There is a pink post it note on the wall next to my desk, tucked away in a nook so only I notice it. It says: clarity of vision & consistent effort | steady & calm. This is how I make it through in the day-by-day cafe. Sometimes I take risks. Sometimes I take shelter. One of the things I have learned in adapting to being disabled is that it matters which way I lean going into the curve. In adapting to a meaner society I suggest that humanity is better served when we lean into resisting instead of accepting. My adaptation to fascism is to name it and resist. Like Mother Jones said, “pray for the dead and fight like hell for the living.”

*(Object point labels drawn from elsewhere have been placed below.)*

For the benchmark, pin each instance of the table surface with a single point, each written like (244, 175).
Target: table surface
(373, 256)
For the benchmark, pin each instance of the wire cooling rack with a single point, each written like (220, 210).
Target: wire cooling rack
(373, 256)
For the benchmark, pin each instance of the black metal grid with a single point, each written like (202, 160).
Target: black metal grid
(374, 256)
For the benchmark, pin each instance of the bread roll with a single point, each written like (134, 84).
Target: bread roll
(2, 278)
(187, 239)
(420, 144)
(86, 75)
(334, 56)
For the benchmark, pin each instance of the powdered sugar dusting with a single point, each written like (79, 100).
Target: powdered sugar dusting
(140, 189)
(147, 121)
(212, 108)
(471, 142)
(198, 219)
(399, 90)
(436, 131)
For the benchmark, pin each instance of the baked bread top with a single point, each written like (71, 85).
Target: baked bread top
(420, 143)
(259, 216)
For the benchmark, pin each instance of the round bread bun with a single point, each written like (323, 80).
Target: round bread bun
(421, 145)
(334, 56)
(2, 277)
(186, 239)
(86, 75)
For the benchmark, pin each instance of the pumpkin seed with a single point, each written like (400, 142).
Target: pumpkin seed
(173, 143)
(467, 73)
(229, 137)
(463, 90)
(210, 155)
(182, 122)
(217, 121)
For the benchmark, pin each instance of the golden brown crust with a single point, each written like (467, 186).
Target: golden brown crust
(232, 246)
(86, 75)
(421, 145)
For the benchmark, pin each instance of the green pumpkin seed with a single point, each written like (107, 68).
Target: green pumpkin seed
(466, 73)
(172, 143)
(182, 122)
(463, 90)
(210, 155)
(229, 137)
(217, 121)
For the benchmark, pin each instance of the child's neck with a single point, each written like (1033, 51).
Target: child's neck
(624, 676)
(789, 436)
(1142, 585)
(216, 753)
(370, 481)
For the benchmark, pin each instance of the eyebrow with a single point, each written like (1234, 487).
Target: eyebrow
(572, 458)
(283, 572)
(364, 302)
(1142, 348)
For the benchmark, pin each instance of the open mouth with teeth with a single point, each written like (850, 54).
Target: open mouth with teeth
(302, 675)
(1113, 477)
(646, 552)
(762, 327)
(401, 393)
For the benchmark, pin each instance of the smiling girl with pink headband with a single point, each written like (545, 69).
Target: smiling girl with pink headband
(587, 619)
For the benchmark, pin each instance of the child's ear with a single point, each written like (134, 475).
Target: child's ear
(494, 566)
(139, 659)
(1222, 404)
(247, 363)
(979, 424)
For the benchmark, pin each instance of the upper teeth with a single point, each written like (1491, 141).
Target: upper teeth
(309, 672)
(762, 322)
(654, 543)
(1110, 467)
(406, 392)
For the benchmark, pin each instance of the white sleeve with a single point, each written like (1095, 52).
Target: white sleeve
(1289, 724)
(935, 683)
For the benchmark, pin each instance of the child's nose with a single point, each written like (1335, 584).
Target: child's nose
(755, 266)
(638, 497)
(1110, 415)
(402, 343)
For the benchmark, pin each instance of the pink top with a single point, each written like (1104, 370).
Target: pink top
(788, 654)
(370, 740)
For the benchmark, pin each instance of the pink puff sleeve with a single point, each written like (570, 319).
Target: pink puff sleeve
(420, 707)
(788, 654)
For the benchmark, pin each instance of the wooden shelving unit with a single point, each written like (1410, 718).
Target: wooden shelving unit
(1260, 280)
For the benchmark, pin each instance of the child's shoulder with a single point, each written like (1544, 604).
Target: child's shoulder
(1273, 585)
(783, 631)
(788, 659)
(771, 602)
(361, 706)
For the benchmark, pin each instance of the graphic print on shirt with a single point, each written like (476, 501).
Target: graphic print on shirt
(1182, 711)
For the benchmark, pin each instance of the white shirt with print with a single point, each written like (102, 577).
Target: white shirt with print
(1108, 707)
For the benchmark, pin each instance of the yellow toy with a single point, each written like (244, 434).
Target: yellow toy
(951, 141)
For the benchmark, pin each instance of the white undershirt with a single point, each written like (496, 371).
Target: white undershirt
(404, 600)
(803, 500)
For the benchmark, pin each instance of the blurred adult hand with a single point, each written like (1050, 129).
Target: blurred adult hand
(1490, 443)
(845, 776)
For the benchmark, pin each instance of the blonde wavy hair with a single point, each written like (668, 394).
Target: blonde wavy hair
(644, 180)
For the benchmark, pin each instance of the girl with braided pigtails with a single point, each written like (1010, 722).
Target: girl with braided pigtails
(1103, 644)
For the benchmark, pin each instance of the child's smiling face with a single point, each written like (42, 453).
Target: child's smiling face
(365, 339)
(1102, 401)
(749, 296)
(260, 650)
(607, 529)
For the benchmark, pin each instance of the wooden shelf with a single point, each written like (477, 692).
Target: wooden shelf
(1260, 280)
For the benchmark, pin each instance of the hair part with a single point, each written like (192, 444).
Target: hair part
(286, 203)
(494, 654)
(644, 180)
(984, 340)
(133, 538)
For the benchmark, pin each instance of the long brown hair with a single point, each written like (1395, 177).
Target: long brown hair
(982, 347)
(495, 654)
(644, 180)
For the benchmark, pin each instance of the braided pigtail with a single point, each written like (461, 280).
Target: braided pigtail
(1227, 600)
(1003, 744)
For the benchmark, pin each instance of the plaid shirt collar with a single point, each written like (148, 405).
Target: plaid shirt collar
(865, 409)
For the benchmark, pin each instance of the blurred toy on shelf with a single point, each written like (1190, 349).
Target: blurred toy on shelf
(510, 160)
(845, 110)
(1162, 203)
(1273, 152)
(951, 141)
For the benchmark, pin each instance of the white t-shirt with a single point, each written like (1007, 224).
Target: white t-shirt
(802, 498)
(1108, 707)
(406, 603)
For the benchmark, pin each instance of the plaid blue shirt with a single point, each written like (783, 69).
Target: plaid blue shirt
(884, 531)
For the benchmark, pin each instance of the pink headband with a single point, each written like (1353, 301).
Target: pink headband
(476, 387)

For the moment, the outlook for earthlings from the tail end of 2019 is grim. The rainbow heart optimism of 2007 seems a life time away. I feel as if I'm sitting in the bottom of the well looking up towards an opening to sky at the top. Anything is possible from down here. As the light returns and we spin into 2020 I can't help but wonder what the Solstice update of 2032 might look like. I imagine my cloak to be well mended but I can't imagine we'll all be ok.
If you are able, wherever you find yourself, take a moment for a deep breath outside in the dark and hope with me; may our atmosphere continue to shelter us in the beauty of a starry night. I'll keep my cloak mending kit ready, let me know if you need a hand with yours.